City of Lawton officials may have to convince voters to provide more money before they can address three deteriorating bridges.
At a budget workshop held in mid-May, the City Council reviewed a list of capital improvement projects that city staff had identified for the fiscal year that begins July 1, funded via the Capital Improvements and Ad Valorem Roads Improvements programs. Council members agreed with Mayor Stan Booker that two projects should be removed from that list: two bridges on South 11th Street between Interstate 44 and Pecan Road; and a bridge that crosses eastbound and westbound Cache Road between Oak Avenue and Northwest 47th Street.
While the bridges are located in different parts of Lawton, they have two things in common: they cross over Wolf Creek and they are badly deteriorated. The deterioration on the Cache Road bridge can be handled with repair work, but the South 11th Street bridges must be replaced. Cost is an issue: recent estimates put the Cache Road repairs at $1.3 million and replacement of South 11th Streets bridges at $5.43 million.
While Booker and the council don’t dispute the bridges need attention, they don’t agree with city staff that funds should come from the CIP and Ad Valorem programs. The council indicated it wanted to direct city staff to start researching a new Ad Valorem Road Improvement Program, with details to be brought back to the council for discussion and action.
Booker said as badly as the bridge work is needed, “they weren’t in Propel (the city’s name for the 2019 Capital Improvements Program).”
“If we do them out of Propel, we’re not going to have the money to do what we promised citizens Propel was for,” Booker said, citing two specific road projects, Goodyear Boulevard in the west industrial park and Lee Boulevard. “We promised people Lee Boulevard and Goodyear Boulevard. We’re not going to be able to do it if we do this (the bridges). There is not enough money to do them.”
Booker also questioned whether the bridges could be funded from the Ad Valorem program, a program set into place by voters in 2017 that is expected to generate $50.3 million for road work over its 10-year life. Finance Director Joe Don Dunham said the city borrows money based on that annual ad valorem revenue, using it to repay loans. Lawton borrowed $8 million last year under the program, and Dunham said the city expects to borrow about $4 million a year for the remainder of the program.
By ballot definition, the ad valorem tax revenue is restricted to road work and Booker said the law specifies that’s the only thing the revenue can finance. His solution: ask voters to extend the program.

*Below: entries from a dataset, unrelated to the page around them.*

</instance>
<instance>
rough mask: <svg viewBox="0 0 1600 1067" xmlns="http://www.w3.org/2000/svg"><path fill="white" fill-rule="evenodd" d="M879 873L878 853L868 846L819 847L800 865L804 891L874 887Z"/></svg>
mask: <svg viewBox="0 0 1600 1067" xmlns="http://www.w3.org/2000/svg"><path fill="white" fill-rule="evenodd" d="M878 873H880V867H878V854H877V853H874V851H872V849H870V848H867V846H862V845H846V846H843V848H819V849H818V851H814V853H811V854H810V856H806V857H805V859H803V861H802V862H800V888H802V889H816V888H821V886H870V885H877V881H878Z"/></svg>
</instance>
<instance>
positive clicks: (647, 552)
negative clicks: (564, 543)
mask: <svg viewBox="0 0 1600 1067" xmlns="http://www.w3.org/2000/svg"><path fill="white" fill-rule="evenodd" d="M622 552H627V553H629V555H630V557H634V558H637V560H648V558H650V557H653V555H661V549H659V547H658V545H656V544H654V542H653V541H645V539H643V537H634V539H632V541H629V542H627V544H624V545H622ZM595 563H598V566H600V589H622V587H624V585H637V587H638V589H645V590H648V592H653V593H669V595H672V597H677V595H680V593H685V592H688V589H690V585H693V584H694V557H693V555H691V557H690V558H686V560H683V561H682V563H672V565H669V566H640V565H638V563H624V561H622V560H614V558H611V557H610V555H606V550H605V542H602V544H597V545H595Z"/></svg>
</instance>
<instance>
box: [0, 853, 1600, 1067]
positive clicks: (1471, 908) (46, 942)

“We could go back to the citizens and ask for more, and do a lot more streets,” Booker said, adding he doesn’t believe the bridge work can be done out of the existing ad valorem program because they are not streets.
Deputy City Manager Dewayne Burk said city staff is satisfied the bridges qualify.
“When we learned about the condition of the bridges, we looked into this and by definition, the bridges are considered streets and therefore eligible for the funding,” Burk said.
“I understand the interpretation, but it doesn’t meet the spirt of what citizens were told was going to be done,” Booker said, adding that while the cost of Goodyear Boulevard has more than doubled from initial estimates, “we promised the citizens certain roads, when we were selling it (the ad valorem program).”
Ward 8 Councilman Randy Warren said priorities are important, but so are promises to voters. He said one of the city’s biggest problems has been residential interpretation was that the city was “changing the mission.”
“We tell them one thing and do something else,” he said, adding while the bridge projects sound like they qualify, “it’s not what we told the citizens we’re going to do.”
Dunham said the council has other options, to include using the city’s emergency reserve fund.
“The council is going to be against tapping into that,” Booker said, adding that unless the projects can’t wait, the better option is creating a new ad valorem CIP. “Let’s start talking about it.”